1) Analytics: the most compelling data of my career; “Since 1950, in midterm years, the S&P 500 has had an avg gain of 32% from the midterm lows over the following 12 months (with the markets higher 18 of 18 times). Add that with a divided congress and lame duck Biden, the markets should soon get their wish for gridlock in DC. There’s little more that the markets love than DC gridlock.

2) Seasonality: November is the best month of the year in the midterm cycle and Q4 is the best quarter in the midterm cycle.

3) Market Internals and Technical Buy Signals; 10/13 “CPI Capitulation”, featured a bullish engulfing candle for S&P 500 and two breadth thrusts (>90% up volume in both NYSE and Nasdaq…rare!)

4) The semis are leading.
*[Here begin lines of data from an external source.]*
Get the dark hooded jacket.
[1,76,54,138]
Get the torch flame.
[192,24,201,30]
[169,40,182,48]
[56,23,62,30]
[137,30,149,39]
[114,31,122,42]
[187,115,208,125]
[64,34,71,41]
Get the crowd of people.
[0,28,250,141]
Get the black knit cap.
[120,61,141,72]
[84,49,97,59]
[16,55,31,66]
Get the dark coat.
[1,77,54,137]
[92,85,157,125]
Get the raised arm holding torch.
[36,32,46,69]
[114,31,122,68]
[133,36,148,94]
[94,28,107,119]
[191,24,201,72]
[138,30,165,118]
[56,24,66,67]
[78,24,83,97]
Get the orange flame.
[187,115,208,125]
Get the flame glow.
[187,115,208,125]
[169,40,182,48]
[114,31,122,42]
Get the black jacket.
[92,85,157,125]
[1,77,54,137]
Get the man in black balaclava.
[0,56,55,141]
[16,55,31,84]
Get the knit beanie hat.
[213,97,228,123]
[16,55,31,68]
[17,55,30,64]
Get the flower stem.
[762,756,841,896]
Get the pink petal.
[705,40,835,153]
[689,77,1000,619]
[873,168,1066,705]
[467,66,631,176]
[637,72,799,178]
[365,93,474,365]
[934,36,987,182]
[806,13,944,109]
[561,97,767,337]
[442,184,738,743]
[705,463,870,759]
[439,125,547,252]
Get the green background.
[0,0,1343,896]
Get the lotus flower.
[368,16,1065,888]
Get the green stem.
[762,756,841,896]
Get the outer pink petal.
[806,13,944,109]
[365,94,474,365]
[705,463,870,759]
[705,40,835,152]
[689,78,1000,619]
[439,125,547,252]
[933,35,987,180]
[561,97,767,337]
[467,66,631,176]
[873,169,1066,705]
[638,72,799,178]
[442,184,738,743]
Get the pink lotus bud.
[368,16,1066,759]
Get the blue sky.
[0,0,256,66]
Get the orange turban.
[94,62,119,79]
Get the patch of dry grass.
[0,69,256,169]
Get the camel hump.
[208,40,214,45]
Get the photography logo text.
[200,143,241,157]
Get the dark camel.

When the semis are leading the way higher it pays to be aggressively long stocks.

Portfolio Note: While we remain in a bear market (and below the 200 day moving averages) we will continue to look for trading opportunities in our selected ETF’s (using the VRA Investing System for timing) while using market weakness to dollar cost average each month into VRA 10-Baggers, our top ranked growth stocks with the potential/promise to produce gains of more than 1000%.

And yes…now is the time to be adding to your holdings in physical gold and silver.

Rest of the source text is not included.